Arrivano le giornate Fai di primavera: mille luoghi aperti in tutta Italia
Sabato 24 e domenica 25, l'Italia svela una parte solitamente nascosta del suo vasto patrimonio culturale

Palazzi della politica solitamente inaccessibili, aree archeologiche, borghi che custodiscono antiche tradizioni, colonie marine abbandonate, luoghi dello sport e della produzione, chiese e monumenti che svelano spazi sorprendenti. Le aperture delle giornate Fai di primavera, in programma sabato 24 e domenica 25, raccontano un'Italia che ha molto da raccontare fra un vasto patrimonio culturale e la ricchezza della sua storia. Un Paese - rivela il Fondo ambiente italiano - che ritrova la propria identità in un evento festoso.

C'è un'Italia che invita e un'Italia che partecipa: l'energia dei 50.000 volontari del Fai attraversa la Penisola da nord a sud alle isole e spinge la gente a scoprire, negli oltre mille i luoghi aperti al pubblico, i tanti frammenti di una stessa identità. "La manifestazione, oltre a essere un momento di incontro tra il Fai e le persone, è anche - ricorda il Fai - un importante evento di raccolta fondi e un'occasione per raccontare a tante persone gli obiettivi e la missione della Fondazione. Per questo, all'accesso di ogni luogo aperto verrà chiesto ai visitatori un contributo facoltativo, preferibilmente da 2 a 5 euro: i contributi raccolti saranno destinati al sostegno delle attività istituzionali del Fai". Ogni regione ha i propri appuntamenti, ogni località le sue sorprese e anche quest'anno il catalogo dei luoghi aperti a tutti è molto vario e ricco di proposte.

Su www.giornatefai.it l'elenco completo. Alcuni esempi. A Roma, porte aperte a Palazzo Marina, sul Lungotevere, noto come Palazzo delle ancore, inaugurato nel 1928 e sede del ministero della Marina. Sarà visitabile anche la biblioteca, tra gli ambienti più suggestivi dell'edificio. A Milano, lo stadio G. Meazza, dove si potranno visitare in esclusiva anche gli spogliatoi delle due squadre milanesi e percorrere il tunnel che li collega al campo; l'Ippodromo Snai San Siro aprirà luoghi normalmente inaccessibili come la Palazzina del Peso, degli anni '20, con la sala Bilancia, in cui vengono pesati i fantini e la loro sella.

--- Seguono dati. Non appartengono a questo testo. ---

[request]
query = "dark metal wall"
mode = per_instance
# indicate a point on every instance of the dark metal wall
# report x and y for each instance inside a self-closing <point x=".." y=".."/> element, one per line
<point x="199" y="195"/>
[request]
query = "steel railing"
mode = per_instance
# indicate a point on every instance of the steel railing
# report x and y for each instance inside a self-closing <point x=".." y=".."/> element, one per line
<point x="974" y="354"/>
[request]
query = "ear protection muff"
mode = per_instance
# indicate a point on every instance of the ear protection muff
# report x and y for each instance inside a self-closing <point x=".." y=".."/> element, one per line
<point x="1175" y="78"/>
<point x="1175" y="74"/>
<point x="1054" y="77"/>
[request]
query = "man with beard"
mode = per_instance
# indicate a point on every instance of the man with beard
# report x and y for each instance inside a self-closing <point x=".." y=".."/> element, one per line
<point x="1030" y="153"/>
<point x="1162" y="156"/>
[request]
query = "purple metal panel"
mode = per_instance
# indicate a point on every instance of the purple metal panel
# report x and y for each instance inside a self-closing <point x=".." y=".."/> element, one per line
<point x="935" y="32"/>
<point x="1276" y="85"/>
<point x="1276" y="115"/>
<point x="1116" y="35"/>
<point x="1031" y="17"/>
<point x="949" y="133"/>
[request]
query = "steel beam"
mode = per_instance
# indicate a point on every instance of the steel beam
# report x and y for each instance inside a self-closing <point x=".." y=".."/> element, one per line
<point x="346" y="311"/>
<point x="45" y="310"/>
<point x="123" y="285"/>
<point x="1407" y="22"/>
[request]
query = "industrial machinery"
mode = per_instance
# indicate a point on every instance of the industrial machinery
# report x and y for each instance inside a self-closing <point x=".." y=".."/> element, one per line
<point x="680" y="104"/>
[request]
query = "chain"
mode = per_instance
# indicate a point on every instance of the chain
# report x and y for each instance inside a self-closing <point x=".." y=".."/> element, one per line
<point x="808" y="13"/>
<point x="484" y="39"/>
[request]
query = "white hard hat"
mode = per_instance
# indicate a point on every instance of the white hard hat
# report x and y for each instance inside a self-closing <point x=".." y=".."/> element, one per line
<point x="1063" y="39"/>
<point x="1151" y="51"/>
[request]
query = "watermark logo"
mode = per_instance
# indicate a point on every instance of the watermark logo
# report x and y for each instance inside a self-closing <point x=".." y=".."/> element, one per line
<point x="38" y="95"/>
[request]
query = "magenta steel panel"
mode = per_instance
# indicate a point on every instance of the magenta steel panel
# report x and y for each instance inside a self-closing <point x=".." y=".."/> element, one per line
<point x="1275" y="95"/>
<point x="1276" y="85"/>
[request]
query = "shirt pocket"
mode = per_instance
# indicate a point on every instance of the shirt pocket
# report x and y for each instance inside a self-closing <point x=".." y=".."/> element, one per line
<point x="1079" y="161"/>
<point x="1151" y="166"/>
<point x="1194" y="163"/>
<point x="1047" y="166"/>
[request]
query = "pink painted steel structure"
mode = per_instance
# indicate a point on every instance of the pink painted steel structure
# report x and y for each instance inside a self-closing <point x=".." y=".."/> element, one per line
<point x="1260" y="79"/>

A Parma, sconsacrata e solitamente chiusa, aprirà la Chiesa di San Francesco del Prato che, con il convento annesso, fu carcere cittadino fino al 1992. Qui venne recluso Gaetano Bresci, regicida di Umberto I. Ancora, a Livorno, aprirà in via eccezionale l'Accademia navale, ente universitario che si occupa della formazione degli ufficiali della Marina militare. A Lucca, sarà visitabile l'ex Ospedale psichiatrico di Maggiano, che riecheggia nei romanzi di Mario Tobino. Chiuso definitivamente nel 1999, conserva ancora sulle pareti i disegni e le scritte dei pazienti.

E a Napoli? Aprirà il Mausoleo di Posillipo, uno dei più interessanti esempi di architettura neoegizia in Italia, costruito tra il 1881 e il 1889 e poi adibito a monumento funebre per i caduti delle Guerre mondiali. A Taranto, inoltre, si potranno vedere i tesori nascosti del MArTA, il Museo archeologico nazionale. Tra i reperti una corona funeraria di foglie di quercia in lamina d'oro del II secolo a.C. e un kylix (coppa da vino) di produzione attica decorata con scene di simposio degli inizi del V secolo a. C. A Lecce, i palazzi che sono stati set cinematografici, come Palazzo Marulli - Famularo e Palazzo Tamborino Cezzi, location di Mine vaganti di Ozpetek. E poi, a Cagliari, l'aeroporto militare di Elmas, progettato negli anni Trenta del '900 e chiuso a dicembre 2015, perfetto esempio di architettura razionalista. Insomma, solo alcuni dei mille luoghi aperti. C'è proprio l'imbarazzo della scelta.